When they were launched, Initial Exchange Offerings (IEOs) promised much. Their rise was expected to offset the decline in funding for initial coin offerings (ICOs) reeling from the after-effects of an SEC crackdown. Six months after the first IEO, however, things are not looking so bright.
An Arrangement Gone Wrong
The IEO arrangement was simple: issuers could minimize the complexity of an ICO by holding their token sales at cryptocurrency exchanges. Traders at an exchange were ready audience for issuer tokens. The offering venues also acted as vetting agencies of sorts because they claimed to conduct due diligence of their own before holding an offering. These checks assuaged investor concerns in an industry rife with scams and fly-by-night operators. Holding an offering at an institution like Binance were also expected to offer a veneer of legitimacy to the crypto wild west.
The first couple of IEOs seemed promising and this form of offering had outpaced the ICO industry by June. According to cryptocurrency tracker CoinSchedule, IEOs had raised $1.5 billion as compared to $836 million for ICOs.
But a post in online publication Decrypt states that the success rates for successful IEOs, even at well-known exchanges like Binance, has declined in recent times.
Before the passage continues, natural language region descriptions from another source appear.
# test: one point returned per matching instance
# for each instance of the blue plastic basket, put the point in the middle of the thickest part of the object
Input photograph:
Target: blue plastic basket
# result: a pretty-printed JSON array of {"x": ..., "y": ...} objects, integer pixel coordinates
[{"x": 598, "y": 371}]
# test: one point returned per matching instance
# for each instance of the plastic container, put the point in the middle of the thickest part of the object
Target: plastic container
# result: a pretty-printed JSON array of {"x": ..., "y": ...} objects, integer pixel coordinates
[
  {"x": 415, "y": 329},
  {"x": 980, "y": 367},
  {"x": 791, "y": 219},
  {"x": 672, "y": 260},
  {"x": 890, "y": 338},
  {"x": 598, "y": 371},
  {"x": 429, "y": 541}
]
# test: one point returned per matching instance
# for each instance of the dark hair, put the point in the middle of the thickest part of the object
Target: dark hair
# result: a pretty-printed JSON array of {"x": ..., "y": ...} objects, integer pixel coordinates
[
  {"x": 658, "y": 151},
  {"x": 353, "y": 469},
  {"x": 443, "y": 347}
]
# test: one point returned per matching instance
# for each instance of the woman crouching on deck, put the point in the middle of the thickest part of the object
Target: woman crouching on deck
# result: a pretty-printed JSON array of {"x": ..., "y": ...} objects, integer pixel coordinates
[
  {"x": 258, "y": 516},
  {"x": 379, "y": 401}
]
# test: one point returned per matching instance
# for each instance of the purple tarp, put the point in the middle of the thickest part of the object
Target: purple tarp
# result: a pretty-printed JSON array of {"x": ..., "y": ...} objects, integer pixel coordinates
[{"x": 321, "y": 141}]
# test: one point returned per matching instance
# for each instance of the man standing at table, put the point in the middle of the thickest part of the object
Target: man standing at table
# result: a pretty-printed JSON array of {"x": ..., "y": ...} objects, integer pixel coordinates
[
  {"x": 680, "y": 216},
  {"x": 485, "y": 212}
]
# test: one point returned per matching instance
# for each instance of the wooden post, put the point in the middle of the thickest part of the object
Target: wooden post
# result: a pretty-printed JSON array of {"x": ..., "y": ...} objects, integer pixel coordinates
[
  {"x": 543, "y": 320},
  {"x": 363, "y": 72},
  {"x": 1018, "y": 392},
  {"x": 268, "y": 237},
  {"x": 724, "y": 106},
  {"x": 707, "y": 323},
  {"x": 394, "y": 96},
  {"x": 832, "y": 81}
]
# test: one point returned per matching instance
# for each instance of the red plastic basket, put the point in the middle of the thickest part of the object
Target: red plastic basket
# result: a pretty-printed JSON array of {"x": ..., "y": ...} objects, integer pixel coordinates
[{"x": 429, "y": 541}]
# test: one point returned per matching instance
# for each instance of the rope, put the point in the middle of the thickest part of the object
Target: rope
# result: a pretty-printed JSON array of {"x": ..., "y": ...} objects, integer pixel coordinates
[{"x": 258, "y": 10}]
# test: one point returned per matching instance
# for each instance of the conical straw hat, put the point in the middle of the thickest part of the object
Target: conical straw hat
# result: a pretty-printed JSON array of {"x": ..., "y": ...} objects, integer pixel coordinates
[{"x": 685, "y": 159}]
The most successful project on Binance’s Launchpad platform was the Elrond Network, which had an ROI of approximately 18 times its initial investment. The next most successful IEO was for the Bittorrent token, with returns of less than five times its initial investment. Big investors, who mainly flock to these exchanges, are staying away from the lure of quick profits in such offerings.
Instead, going by market and price movements, it would seem that they are consolidating their positions in the top crypto currencies trading at their exchanges. Low-tier exchanges (or exchanges with low volumes and fewer traders) have become the primary vehicles for IEOs. Four exchanges – Probit, Coineal, Bittrex, and Exmarkets – have garnered approximately 45 percent of the overall IEO market, tweeted Larry Cermak from The Block.
The article provides a litany of other details about the exchanges’ costs and IEO services. Probit charges $36,000 (with a fee of $18,000 upfront fee), Exmarkets charges two bitcoins while Coineal has a price tag of between ten to twelve Bitcoin (amounting to approximately $100,000 and $120,000 at current prices).
Those steep costs do not always guarantee success. Part of the problem is the fine print related to IEOs. While exchanges offer marketing of the offering as part of their service, they do not always specify the form or type of marketing. A cursory newsletter mention or advertising to users of a Telegram group seems to be all that entrepreneurs get. The Decrypt article quotes Shawn Key, who worked with Coineal, as saying that the marketing for their services was a “total joke”.
The Absurdity of Offerings
Perhaps the most absurd and mystifying part of this entire scenario is the willingness of issuers to go the length in issuing tokens at these exchanges. Apart from Bittrex, which has received favorable ratings in transparency rankings, the other exchanges mentioned as raking in cash from IEOs are obscure.
Token issuers seem to have overlooked glaring errors on their sites. Take Coineal, which describes itself as a ‘global reliable crypto trading platform’ and lists its branches in the most perfunctory manner possible: Japan, China, Korea, Vietnam, Russia etc. It also does not seem to have a physical address or team description of its team on the website.
The interesting thing is that China has banned cryptocurrency exchanges. Therefore, it is unclear how Coineal can claim to have a branch there. The breadth of its operations also means that it is probably either unregulated or subject to minimal regulations in other places, proving few recourses to entrepreneurs in case of problems.